1. Field of the Invention
This invention relates to tempering glass sheets, and particularly to glass sheet tempering involving reducing the consumption of energy during the tempering process. Much energy is required in tempering glass sheets because tempering involves first heating glass to an elevated temperature and then rapidly chilling the heated glass. Any reduction in energy consumption required for glass tempering is very important in these days of energy crisis.
The tempering of a sheet of glass involves the purposeful creation therein of a permanent compressive residual stress in the surface portions of glass sheets by rapidly cooling its surfaces from an elevated temperature, thereby producing a rigid envelope, such that upon subsequent cooling of the glass and hardening its central portion, which tends to contract three-dimensionally during said hardening, produces a substantial compressive stress in the surface portions of the glass sheets. This increases the effective strength of the glass sheet, since glass is relatively strong in compression but weak in tension. A glass sheet so tempered exhibits a high residual compressive stress, so that a relatively high and sudden, sharp, tension-generating stress is required to rupture a sheet of glass of this kind.

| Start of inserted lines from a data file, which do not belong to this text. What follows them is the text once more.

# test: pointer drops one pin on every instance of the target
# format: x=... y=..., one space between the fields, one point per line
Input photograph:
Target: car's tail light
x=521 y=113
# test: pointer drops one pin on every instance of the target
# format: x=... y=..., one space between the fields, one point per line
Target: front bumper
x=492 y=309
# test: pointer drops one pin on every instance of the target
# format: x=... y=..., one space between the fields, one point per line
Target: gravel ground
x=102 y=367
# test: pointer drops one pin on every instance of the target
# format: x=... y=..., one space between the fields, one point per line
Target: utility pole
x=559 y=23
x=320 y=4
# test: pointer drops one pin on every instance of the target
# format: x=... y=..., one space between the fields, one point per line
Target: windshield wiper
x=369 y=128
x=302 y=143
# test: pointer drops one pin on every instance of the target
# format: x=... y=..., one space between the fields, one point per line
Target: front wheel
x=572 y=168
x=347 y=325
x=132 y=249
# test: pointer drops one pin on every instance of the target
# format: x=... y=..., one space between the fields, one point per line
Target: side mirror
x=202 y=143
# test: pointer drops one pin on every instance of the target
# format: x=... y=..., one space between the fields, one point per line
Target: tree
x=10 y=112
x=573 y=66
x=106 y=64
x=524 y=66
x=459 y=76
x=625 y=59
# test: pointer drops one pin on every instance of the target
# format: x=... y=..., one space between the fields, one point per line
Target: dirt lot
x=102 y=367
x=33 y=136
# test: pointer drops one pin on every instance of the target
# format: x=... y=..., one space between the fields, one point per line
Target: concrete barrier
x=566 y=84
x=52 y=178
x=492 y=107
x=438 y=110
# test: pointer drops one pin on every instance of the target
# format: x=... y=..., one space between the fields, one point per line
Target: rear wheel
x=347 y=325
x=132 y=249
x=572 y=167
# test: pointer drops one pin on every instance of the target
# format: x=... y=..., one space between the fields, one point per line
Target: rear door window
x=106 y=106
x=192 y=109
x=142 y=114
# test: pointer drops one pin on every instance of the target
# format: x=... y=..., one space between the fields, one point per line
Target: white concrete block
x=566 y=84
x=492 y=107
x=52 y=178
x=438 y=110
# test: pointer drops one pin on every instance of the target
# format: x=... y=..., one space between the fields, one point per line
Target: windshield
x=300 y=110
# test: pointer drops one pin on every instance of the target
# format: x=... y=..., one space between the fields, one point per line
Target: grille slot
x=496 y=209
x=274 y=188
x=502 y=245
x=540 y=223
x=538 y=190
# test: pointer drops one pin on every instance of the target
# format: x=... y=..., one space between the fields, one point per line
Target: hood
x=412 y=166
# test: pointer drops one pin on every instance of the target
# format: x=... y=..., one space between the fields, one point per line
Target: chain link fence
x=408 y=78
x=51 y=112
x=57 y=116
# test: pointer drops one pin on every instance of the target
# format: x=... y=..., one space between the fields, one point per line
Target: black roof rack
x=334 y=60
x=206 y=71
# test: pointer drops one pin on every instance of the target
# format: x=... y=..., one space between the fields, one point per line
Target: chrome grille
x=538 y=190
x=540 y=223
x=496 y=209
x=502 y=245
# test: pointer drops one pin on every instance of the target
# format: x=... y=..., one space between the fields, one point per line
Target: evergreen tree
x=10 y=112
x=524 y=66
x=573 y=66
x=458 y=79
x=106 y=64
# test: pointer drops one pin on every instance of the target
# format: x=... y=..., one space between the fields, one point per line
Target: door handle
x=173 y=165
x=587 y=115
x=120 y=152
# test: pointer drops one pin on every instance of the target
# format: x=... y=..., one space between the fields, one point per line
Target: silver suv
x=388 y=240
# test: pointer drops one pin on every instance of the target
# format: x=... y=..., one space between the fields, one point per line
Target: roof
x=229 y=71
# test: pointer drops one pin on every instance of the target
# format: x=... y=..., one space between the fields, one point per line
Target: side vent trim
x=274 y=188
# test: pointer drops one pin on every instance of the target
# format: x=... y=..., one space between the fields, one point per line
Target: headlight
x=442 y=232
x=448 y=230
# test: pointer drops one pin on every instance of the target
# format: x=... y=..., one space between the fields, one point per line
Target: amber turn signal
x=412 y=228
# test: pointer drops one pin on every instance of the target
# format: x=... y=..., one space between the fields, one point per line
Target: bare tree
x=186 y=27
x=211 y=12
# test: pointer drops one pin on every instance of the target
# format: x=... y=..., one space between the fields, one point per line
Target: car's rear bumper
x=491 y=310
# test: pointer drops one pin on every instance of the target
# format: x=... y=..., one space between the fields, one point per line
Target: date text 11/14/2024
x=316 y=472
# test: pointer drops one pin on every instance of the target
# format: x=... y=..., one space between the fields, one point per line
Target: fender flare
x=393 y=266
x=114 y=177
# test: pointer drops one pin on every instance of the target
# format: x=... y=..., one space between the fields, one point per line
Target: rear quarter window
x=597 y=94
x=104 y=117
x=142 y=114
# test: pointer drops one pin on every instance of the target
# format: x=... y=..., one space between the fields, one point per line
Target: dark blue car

Tempered glass sheets having a high residual compressive stress in their surface portions are considerably more resistant to fracture on impact with foreign objects, such as road stones and the like, than similar sheets that are untempered. Furthermore, when tempered glass sheets do break, they form relatively small, relatively smoothly-surfaced particles which are substantially less dangerous than the jagged fragments of untempered glass that result when the latter is fractured.
Those skilled in the art of tempering glass sheets have appreciated that the problems involved in tempering thin glass sheets are more severe than those involved in tempering thicker glass sheets. The tempering process depends upon maintaining a temperature gradient through the thickness of the glass such that the central portion of the glass is above its strain point while the surface portions thereof cool to below the strain point to form a rigid envelope. With relatively thin glass, the time in which this gradient can be accomplished is relatively short; so that with relatively thin glass sheets, it is essential to use a very rapid cooling rate, at least during the initial stages of the cooling necessary to produce a suitable temper. Furthermore, when the cooling is done by applying tempering medium in the form of a gas to the surfaces of the heat-softened glass sheet, the gaseous medium must be supplied to the surfaces of the sheet at a very rapid rate.
Blasts of a gaseous cooling medium imparted against the opposite surfaces of a heat-softened glass sheet to effect the temperature gradient required for tempering during the cooling step are very likely to distort the heat-softened surfaces during the initial cooling of said surfaces. Such distortion spoils the optical properties of a tempered glass sheet. If the cooling medium is applied at a slower rate than that which causes surface distortion, the temperature gradient throughout the glass thickness is liable to be insufficient to provide a temper of sufficient magnitude to insure the production of safety glass.
2. Description of the Prior Art
U.S. Pat. No, 2,093,040 to Eckert relates to a tempering process that may be considered as involving two steps. In the first step, the glass sheet is cooled as quickly as possible by cooling medium to a temperature which lies at or near or somewhat below the annealing temperature of the glass to be hardened, i.e., that temperature at and below which the temporary stresses are mainly developed. After attaining this temperature state, the sheet is further cooled by cooling medium at a slower rate. U.S. Pat. No. 3,223,507 to Thomas discloses a two-step operation in which the temperature of the supporting gas and that of the heat source above the glass is lowered immediately before the glass is exposed to cooling medium in the form of the flow of quenching air that is impinged upon the heated sheet to temper it. The Thomas disclosure concerns a two-step heating operation prior to the cooling step.
U.S. Pat. No. 3,847,580 to Misson discloses a two-step cooling operation during tempering of glass sheets to reduce the frequency of glass breakage by conducting the cooling operation in steps of which the first is the most severe and the others are accordingly less severe but still such as not to permit untempering of the surfaces of the glass.
U.S. Pat. No. 3,881,907 to Starr covers a two-stage cooling operation for tempering in which glass is first cooled by cooling medium in the form of gas previously cooled in a vortex tube during a first stage of cooling at a rate of flow sufficient to at least temporarily harden and increase the resistance of the surface of the glass sheet to deformation followed by a second stage of cooling the glass sheet with additional cooling medium in the form of gas not previously cooled.
U.S. Pat. No. 3,883,339 to Michalik and Neely also discloses a multiple-stage cooling operation as part of a glass tempering process in which a sublimable cooling medium is included in the cooling medium applied during a first stage of cooling followed by cooling with a second, less expensive cooling medium, such as air, during the second stage of cooling.
While some of the aforesaid patents resulted in reducing the consumption of energy required to develop a given temper per unit of glass sheet treated, the present energy crisis makes it important to develop further improvements in the glass tempering process over those represented in the aforesaid patents, particularly those that would involve even more efficient use of energy. Furthermore, the application of cooling medium at a relatively rapid rate in the first stage of a multiple-stage cooling operation, believed to be necessary in the tempering of thin glass sheets, causes surface irregularities which provide optical defects in the finished product.